Mayan Chocolate Sparklers
Topping:
½ cup granulated sugar 
1 tsp ground cinnamon 
Cookies:
¾ cup vegetable shortening 
½ cup unsalted butter, softened 
¾ cup granulated sugar 
¾ cup brown sugar, packed 
2 large eggs 
1 tsp pure vanilla extract 
1 ¾ cups all-purpose flour 
1 ¼ cups cocoa powder 
1 tbsp ground cinnamon 
2 tsp baking soda 
¼ tsp salt 
¼ tsp ground black pepper 
1 pinch ground cayenne pepper 
1 cup semi-sweet chocolate chips 
Preparation:
Preheat oven to 350ยบF . Line cookie sheets with parchment paper.
Topping:
Combine sugar and cinnamon for topping.

Cookies:
Beat shortening, butter, sugars
 and vanilla until creamy. Beat in eggs, one at a time. 
Sift together flour, cocoa, cinnamon and baking soda. Stir in black pepper, salt, and cayenne pepper. 
Gradually add dry ingredients to butter mixture, beating after each addition. Stir in chocolate chips.

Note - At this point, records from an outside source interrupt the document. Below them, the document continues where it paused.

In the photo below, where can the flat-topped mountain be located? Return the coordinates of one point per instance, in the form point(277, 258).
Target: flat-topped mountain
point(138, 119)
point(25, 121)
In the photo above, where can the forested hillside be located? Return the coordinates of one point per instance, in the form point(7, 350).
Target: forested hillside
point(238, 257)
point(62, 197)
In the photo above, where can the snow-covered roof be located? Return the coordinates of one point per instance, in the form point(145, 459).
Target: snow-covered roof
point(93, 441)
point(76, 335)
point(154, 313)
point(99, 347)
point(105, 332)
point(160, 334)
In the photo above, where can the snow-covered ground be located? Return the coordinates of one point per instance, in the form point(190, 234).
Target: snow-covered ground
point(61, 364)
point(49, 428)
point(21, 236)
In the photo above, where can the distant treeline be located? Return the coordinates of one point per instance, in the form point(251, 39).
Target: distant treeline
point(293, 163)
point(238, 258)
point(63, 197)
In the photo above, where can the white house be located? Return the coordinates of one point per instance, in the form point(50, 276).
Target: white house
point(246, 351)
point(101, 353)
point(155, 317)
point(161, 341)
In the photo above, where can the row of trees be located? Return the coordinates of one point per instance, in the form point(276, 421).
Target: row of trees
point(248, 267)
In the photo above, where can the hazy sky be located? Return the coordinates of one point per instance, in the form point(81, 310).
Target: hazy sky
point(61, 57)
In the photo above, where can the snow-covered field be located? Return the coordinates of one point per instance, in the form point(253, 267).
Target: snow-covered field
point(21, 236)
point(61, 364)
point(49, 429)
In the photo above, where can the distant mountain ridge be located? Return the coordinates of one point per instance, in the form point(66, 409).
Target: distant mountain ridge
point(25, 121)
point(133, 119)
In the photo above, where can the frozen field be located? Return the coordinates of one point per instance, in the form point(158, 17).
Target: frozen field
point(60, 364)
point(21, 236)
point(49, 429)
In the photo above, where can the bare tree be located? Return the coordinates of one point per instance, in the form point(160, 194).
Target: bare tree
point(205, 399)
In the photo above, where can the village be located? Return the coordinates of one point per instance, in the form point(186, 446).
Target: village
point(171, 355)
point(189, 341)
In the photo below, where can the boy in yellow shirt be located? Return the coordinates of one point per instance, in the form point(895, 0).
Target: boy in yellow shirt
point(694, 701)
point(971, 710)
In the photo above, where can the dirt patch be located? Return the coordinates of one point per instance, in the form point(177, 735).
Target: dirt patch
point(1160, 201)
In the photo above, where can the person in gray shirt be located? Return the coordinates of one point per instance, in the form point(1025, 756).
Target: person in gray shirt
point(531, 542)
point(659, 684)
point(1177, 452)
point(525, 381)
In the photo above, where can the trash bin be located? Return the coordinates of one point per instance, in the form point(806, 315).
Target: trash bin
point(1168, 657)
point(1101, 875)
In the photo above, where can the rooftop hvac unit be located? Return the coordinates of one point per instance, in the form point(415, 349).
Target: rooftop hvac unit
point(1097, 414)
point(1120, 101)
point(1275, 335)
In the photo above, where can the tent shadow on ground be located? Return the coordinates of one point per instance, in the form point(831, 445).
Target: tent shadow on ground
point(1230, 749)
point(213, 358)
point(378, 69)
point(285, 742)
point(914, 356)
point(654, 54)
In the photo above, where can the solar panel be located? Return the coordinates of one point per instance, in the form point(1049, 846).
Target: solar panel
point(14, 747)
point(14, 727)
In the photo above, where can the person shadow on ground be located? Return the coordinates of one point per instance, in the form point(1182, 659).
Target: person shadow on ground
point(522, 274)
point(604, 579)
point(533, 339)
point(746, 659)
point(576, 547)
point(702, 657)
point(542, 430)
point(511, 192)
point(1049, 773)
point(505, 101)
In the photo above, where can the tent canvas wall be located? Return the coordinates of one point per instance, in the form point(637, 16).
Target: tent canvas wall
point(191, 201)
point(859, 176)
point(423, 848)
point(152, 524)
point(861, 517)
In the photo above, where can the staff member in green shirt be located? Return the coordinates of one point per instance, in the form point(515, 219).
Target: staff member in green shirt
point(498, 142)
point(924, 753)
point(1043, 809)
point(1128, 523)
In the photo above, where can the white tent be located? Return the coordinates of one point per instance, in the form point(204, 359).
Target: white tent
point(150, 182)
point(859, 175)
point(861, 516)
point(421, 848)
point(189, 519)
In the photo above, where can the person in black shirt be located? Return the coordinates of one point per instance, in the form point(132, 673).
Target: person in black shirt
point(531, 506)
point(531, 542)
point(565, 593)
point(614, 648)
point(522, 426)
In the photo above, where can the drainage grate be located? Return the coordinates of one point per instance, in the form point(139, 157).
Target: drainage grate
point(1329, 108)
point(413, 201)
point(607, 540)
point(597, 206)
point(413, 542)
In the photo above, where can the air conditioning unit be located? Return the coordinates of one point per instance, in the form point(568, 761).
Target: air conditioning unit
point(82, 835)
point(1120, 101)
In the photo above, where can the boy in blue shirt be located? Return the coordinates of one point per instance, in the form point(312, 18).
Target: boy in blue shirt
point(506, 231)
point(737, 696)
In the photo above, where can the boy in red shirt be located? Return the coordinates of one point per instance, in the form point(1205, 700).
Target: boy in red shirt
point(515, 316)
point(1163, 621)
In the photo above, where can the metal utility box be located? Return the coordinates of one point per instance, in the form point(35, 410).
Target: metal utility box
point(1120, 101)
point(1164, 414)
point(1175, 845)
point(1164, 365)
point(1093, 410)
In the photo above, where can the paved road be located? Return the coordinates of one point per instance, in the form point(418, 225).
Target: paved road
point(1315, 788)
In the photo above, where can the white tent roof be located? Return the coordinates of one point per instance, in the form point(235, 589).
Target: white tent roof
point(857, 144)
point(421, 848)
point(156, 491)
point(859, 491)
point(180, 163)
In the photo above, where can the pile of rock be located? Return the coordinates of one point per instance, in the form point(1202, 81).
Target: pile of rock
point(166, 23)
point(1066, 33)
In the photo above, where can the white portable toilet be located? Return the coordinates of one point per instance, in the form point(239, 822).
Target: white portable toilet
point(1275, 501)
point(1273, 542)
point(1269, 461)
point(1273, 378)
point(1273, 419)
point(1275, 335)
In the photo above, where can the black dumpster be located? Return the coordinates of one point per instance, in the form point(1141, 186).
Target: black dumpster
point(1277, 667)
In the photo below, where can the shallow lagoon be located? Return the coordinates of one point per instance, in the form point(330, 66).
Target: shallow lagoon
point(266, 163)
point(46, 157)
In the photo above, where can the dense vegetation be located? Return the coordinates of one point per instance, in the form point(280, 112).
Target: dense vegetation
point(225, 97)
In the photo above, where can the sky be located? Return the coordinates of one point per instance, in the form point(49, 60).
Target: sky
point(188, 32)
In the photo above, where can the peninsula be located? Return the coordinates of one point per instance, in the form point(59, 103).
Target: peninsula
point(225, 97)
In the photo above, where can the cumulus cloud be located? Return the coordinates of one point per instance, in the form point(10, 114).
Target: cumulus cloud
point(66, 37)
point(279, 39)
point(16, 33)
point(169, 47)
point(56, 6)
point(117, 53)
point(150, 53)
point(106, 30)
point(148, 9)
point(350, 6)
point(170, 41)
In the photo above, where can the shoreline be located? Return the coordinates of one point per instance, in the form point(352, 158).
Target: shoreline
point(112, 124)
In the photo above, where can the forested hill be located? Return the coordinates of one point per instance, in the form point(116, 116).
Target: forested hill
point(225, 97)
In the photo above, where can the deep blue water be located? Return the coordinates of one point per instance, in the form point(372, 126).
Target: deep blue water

Roll in 1” balls, don’t flatten. Roll into cinnamon and sugar topping. Place on prepared cookie sheets, about 2” apart.
Bake 7-10 minutes. Cookies should still be soft in center. Let cool on baking sheet for 3-5 minutes. Remove, cool on wire rack.


Introductions

Hi there, I'm Rebecca. Baking and cooking have been major parts of my life for as long as I can remember. Now, as a freshman in college, it's gotten considerably more difficult to exercise my culinary (and gastronomic) skills. I mean, who wants to cook in these conditions? 
There's no counter space whatsoever! 

I had almost resigned myself to a life without baking, when I realized that wasn't going to be possible for me to lose such an integral part of my life. Yes, working conditions weren't ideal, but when there's a will, there's a way! So I gathered up some supplies, started small, and got cooking (no pun intended...well, maybe only slightly...). But if you care to join me, I'll be chronicling the joys and hardships of cooking in a ridiculously small dorm kitchen and making some awesome food way beyond ramen and pre-packaged cookie dough.